Assistant Professor Yam Kai Chi
: Management and Organisation

Intuitively, the culture value of collectivism (rather than individualism) should be beneficial for team cooperation and, as a result, team successes. This is because collectivists prioritise collective interests over self-interests (Triandis, 1989). Indeed, research suggests that collectivism is one of the strongest predictors of team successes (Dierdorff, Bell, & Belohlav, 2011). In this research, I suggest that collectivism impairs rather than benefits team cooperation in hyper-speed decision contexts. The core characteristic of hyper-speed decision contexts is that crucial decisions which determine the successes or failures of teams are made instantaneously (e.g., tenths of a second).

A preliminary archival analysis of 99 years’ of data across 84 nations in 3 major team sports (football, volleyball, and basketball) found that higher levels of individualism at the national level are positively associated with performance in team sports. This finding is robust in both female and male sports, and after controlling multiple country-level indicators. This project will likely make a significant impact in the areas of cross-cultural management, cultural psychology, and sports psychology.

Learned Young, Done Old? Optimising Learning On-the-job ( 2018 )

Assistant Professor Irene Elisabeth De Pater
: Management and Organisation

Work experiences that are believed to be most conducive to learning and development are challenging job experiences. Challenging job experiences also affect individuals’ affective states and well-being. They may, for instance, elicit eagerness and enthusiasm and foster individuals’ health and well-being. They may also elicit feelings of threat and anxiety and result in emotional exhaustion and burnout. Thus, job challenge is an important work characteristic that may contribute to learning and effective job performance and that may also affect individuals’ well-being and mental health. The literature on job challenge distinguishes two types of challenging job experiences: qualitative challenge and quantitative challenge. Qualitative challenges (e.g., unfamiliar responsibilities, creating change, managing boundaries, dealing with diversity, and level of responsibility) are related to the content of work and enrich jobs. Quantitative challenges are related to increased load of work and intensify work. Although there is abundant empirical evidence showing that both types of challenge predict a broad range of outcomes, they represent different phenomena that may have different consequences. The aim of this research is to develop and test a theoretical model that explores the differential processes through which qualitative and quantitative job challenge affect career and well-being related outcomes for both young and older employees.

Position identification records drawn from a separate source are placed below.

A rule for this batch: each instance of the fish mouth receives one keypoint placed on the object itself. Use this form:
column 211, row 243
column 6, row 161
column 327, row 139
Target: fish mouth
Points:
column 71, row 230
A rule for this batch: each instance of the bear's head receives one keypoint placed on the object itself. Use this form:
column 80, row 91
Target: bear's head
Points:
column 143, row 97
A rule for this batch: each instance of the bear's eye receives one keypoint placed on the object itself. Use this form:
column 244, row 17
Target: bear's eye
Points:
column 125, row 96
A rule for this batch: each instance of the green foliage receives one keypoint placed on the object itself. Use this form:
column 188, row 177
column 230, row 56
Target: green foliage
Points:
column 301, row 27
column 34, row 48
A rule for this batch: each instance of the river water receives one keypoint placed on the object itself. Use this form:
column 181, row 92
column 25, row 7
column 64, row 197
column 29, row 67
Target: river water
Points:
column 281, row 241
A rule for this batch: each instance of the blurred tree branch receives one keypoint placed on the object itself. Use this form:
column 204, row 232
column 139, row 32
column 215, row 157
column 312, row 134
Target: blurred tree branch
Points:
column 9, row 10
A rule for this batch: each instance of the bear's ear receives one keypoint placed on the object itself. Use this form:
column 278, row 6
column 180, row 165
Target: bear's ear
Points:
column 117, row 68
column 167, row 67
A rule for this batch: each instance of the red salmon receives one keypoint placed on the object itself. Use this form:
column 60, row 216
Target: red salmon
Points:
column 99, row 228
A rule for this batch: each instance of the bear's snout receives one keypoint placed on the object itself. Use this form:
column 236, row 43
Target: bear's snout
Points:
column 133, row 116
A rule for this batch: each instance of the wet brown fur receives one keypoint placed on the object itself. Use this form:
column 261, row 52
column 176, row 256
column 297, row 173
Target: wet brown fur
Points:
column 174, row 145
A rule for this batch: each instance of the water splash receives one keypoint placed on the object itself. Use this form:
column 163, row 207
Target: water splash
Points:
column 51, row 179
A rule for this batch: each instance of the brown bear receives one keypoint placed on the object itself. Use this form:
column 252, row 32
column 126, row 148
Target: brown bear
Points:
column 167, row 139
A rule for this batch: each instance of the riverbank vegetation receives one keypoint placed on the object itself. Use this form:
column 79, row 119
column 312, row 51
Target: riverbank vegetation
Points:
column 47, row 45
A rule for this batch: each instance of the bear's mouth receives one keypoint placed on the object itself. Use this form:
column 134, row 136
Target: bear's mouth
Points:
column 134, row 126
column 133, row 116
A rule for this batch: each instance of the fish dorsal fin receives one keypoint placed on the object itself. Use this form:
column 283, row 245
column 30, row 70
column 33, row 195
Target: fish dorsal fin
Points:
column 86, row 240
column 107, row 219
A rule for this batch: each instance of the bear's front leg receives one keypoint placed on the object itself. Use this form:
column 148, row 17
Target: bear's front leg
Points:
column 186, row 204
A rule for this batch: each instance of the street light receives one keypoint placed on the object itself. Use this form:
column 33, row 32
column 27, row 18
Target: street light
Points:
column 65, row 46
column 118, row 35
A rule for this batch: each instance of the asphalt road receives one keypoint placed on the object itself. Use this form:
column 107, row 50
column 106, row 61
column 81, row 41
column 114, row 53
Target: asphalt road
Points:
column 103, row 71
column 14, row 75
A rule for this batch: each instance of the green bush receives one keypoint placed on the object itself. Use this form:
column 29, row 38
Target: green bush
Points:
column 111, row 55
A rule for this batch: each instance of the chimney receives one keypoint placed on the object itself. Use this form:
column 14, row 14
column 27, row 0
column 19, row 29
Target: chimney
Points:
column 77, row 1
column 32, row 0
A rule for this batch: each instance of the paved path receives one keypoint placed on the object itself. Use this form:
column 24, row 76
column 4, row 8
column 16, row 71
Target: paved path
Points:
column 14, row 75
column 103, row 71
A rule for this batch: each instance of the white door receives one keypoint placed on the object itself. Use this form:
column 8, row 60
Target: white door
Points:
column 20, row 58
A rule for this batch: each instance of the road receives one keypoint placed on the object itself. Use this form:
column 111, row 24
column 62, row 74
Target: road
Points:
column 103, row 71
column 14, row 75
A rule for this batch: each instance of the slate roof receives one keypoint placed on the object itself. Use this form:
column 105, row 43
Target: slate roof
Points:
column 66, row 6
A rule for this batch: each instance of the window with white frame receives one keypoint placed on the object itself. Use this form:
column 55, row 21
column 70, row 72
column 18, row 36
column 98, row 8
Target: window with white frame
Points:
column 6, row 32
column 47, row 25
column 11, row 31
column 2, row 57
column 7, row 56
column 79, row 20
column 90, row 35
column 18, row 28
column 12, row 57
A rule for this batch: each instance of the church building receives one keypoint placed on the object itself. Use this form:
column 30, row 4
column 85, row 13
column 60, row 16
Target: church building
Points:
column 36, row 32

Identify Disguised Industrial Pollution in China ( 2018 )

Professor Sumit Agarwal
: Finance

In this project, we study the disguised pollution of industrial firms in China. We find that sulfur dioxide (SO2) readings increase by 15.9 per cent in monitoring stations four hours after sunset, relative to four hours before, in high factory density areas, controlling for station-day and city-hour fixed effects. We also find significantly increased readings for PM2.5 and PM10 in these areas after sunset. Next, using daily hospital visits data, we document that such disguised pollution behaviour has unforeseen health consequences: cumulative exposure to SO2 above 40 ?g/m3 for three days increases hospital visits on the entire population’s respiratory diseases by 15.6 per cent. Inspections by the Ministry of Environmental Protection can only temporarily reduce pollution and hospital visits, and local economic growth pressure is likely to encourage disguised pollution.